Her first book (Art, Science and the Body in Early Romanticism, Cambridge University Press) examines the relationship between art and the production of scientific knowledge at the dawn of the nineteenth century. Focusing on the work of Henry Fuseli, Philippe de Loutherbourg, and Anne-Louis Girodet, the book reveals how each artist engaged with the visual, structural, and conceptual features of popular scientific discourses. In doing so, it identifies some of the ways that artworks were critical actors in a larger epistemological transformation taking place at the twilight of European Enlightenment. 

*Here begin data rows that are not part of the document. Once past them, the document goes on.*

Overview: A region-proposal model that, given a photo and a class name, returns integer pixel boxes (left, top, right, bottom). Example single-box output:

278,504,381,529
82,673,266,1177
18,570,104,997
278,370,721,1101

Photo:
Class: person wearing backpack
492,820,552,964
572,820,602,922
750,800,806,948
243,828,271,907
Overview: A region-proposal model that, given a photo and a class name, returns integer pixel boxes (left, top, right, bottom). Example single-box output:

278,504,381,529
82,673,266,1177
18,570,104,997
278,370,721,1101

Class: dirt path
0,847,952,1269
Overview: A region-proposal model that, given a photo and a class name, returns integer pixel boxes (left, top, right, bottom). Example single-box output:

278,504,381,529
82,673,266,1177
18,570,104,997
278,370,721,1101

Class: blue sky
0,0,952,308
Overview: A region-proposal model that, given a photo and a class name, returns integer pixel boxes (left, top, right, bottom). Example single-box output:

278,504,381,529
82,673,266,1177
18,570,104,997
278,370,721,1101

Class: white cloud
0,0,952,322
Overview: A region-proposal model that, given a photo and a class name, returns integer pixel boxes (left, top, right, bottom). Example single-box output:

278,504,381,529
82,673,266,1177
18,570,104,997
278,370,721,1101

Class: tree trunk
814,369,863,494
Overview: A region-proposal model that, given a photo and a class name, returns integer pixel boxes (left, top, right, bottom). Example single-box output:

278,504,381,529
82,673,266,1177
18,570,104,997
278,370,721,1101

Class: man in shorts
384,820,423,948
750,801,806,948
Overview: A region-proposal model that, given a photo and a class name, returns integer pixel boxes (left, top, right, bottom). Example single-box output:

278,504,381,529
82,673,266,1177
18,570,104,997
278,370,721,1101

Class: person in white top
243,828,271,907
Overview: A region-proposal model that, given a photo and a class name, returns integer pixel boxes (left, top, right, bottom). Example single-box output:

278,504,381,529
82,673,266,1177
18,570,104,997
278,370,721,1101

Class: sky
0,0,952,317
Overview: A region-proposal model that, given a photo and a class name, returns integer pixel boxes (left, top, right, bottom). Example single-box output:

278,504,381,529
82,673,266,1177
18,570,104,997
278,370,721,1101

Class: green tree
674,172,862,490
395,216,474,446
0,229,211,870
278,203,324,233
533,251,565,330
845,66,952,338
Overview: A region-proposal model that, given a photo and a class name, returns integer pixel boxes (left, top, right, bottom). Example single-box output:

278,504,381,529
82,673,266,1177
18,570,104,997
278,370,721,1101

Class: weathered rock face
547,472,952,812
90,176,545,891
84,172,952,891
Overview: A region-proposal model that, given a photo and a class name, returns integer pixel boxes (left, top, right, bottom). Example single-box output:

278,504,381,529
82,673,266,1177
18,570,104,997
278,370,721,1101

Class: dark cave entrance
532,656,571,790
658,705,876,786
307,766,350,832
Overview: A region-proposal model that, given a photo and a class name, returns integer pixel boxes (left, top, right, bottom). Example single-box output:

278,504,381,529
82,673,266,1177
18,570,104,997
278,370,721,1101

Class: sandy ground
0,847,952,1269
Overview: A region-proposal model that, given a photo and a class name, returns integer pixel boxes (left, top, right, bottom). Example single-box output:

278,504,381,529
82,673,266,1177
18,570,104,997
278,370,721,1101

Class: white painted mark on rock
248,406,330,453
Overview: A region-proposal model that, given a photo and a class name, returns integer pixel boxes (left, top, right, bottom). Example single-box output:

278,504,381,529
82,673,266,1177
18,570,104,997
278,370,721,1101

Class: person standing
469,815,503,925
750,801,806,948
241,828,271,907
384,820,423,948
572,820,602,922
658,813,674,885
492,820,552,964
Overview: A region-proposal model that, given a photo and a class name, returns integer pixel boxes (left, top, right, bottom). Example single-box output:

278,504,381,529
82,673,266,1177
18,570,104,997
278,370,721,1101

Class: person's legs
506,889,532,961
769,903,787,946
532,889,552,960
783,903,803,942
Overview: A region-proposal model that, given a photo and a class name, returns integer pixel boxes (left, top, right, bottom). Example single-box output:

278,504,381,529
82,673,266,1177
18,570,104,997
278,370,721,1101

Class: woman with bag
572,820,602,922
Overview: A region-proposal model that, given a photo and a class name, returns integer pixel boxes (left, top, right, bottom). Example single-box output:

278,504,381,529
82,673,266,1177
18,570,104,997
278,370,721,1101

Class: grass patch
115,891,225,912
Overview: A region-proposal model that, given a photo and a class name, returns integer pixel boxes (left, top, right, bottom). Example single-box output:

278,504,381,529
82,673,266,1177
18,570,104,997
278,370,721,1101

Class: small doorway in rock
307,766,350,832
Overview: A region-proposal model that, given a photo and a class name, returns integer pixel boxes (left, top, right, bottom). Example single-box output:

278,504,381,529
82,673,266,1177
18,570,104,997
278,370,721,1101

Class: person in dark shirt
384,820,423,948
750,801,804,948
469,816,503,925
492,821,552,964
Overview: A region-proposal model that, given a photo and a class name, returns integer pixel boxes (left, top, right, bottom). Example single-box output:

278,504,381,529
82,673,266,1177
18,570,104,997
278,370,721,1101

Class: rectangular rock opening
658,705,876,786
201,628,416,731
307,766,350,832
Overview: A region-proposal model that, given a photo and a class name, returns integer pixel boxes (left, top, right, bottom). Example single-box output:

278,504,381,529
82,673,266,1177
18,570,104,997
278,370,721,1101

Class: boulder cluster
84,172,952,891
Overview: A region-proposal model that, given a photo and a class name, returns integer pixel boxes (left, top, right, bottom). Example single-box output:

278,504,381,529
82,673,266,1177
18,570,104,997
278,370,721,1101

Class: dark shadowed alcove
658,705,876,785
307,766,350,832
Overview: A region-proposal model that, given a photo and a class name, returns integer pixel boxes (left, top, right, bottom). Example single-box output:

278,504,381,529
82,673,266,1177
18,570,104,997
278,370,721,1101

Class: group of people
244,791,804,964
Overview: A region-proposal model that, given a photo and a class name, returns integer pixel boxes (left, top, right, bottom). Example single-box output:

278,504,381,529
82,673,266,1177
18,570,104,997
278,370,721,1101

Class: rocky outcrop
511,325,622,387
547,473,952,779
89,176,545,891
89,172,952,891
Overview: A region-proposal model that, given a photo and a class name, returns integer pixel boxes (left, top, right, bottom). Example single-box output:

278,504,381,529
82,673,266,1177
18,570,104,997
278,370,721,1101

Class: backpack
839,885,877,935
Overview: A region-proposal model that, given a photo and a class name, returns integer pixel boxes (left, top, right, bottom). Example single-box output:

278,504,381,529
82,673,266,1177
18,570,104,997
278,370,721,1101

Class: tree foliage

She currently working on a second book funded by Research Fellowship from the Leverhulme Trust and a Saltire Fellowship from the Royal Society of Edinburgh. It examines how late eighteenth- and early nineteenth-century European artists engaged with changing ideas about the history of the natural world -- and how these ideas shaped, in turn, their understanding of human history. Focusing on a handful of artists from Britain, France, and Germany, it explores how landscape painting was embedded in two, interconnected discourses: scientific debates about Earth's 'deep history', on the one hand, and, on the other hand, the formation of 'history' as a humanistic, academic discipline.

Her research has been supported by grants and fellowships from the Social Science Research Council, the Yale Center for British Art, the Royal Academy, the Pierre and Tana Matisse Foundation, and elsewhere. From 2013-14 she was a Mellon-funded research fellow at The Museum of Modern Art, where she worked primarily on the exhibition 'Degas: A Strange New Beauty' (2016).